Depuis que Dominic Demers a réalisé que ses pointes de tarte seraient assurément plus petites que prévu, il se bat pour que les changements à son contrat soient déclarés illégaux. Rien dans la documentation fournie au départ ne lui permettait de croire que l’essence même de son REEE collectif pouvait changer.

On m’a vendu l’attrition.

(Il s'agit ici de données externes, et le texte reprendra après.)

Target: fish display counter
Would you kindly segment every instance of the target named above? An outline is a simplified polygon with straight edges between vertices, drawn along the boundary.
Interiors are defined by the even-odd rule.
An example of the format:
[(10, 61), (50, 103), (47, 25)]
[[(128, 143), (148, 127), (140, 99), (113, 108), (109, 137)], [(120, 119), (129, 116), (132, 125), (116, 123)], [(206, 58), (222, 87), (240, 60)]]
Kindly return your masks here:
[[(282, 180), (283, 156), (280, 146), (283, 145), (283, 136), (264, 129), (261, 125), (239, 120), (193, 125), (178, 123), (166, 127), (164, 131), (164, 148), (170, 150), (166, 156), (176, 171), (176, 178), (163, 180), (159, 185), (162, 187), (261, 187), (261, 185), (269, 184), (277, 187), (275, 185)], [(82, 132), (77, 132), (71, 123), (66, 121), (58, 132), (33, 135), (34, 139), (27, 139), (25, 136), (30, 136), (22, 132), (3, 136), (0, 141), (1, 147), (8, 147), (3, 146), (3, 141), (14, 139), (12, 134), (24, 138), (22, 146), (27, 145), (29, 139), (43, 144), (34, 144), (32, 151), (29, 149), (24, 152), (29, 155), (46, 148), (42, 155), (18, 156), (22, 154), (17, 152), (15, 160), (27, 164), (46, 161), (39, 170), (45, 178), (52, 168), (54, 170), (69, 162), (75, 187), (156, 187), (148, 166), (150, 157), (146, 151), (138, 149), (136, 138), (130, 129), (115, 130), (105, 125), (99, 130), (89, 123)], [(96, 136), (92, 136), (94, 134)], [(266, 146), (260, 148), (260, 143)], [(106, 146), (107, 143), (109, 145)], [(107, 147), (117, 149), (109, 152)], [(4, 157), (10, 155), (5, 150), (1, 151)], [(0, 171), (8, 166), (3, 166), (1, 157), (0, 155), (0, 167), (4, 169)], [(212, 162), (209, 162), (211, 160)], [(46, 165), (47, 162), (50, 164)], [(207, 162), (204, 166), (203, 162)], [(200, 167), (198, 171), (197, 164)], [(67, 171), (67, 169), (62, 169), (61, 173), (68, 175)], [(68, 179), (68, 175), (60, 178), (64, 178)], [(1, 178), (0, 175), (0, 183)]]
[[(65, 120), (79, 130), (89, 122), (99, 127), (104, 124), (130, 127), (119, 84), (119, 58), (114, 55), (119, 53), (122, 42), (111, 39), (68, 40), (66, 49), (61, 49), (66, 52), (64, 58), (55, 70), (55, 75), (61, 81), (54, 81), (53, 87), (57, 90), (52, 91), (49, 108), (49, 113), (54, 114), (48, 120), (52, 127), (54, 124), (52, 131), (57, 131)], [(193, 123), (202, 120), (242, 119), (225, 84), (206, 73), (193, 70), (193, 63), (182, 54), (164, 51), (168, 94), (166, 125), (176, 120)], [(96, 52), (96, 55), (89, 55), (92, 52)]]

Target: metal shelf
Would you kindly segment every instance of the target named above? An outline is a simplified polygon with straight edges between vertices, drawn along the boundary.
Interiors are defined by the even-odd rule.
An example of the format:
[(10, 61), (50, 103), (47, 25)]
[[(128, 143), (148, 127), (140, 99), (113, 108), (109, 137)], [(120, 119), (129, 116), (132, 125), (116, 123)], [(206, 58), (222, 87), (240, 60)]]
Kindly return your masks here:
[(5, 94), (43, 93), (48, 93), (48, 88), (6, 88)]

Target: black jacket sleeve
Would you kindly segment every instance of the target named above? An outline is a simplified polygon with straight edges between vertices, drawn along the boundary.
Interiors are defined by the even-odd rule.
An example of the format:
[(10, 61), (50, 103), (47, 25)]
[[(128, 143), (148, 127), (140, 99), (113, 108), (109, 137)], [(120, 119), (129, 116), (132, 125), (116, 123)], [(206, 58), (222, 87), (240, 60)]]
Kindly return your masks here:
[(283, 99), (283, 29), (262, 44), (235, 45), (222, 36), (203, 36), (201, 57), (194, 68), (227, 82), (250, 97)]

Si j’avais pu me douter qu’ils enlèveraient l’attrition, je serais allé à la banque ouvrir un REEE. Il n’y avait plus d’avantages distinctifs.

Dominic Demers, entrepreneur et père de quatre filles

Le hic, c’est que les clients mécontents, une fois les votes passés, ne pouvaient pas quitter le navire et transférer leur argent dans un REEE ouvert à la banque. Les départs sont tellement pénalisants que ce n’est pas une option. « Je suis prise dans un mauvais placement. Quand je cotise, à tous les mois, ça me brise le cœur », m’a confié Julie Tanguy.

Tous les autres parents rencontrés dans les corridors du palais de justice m’ont aussi parlé de ce sentiment désagréable d’être « menottés » à une organisation qui a « dénaturé » le REEE de leur enfant en en modifiant radicalement le fonctionnement.

Le représentant de Kaleido, Hugo Côté, n’a pas voulu me parler « par respect pour le processus judiciaire ». Il doit soumettre son argumentaire mercredi, ce qui risque d’être fort instructif et révélateur des valeurs qui animent aujourd’hui l’organisation.

Une version précédente de ce texte mentionnait que le représentant des demandeurs est Dominic Bonin. Or, il s’agit plutôt de Dominic Demers. M. Bonin est l’un des 90 clients de Kaleido faisant partie du recours. Nos excuses.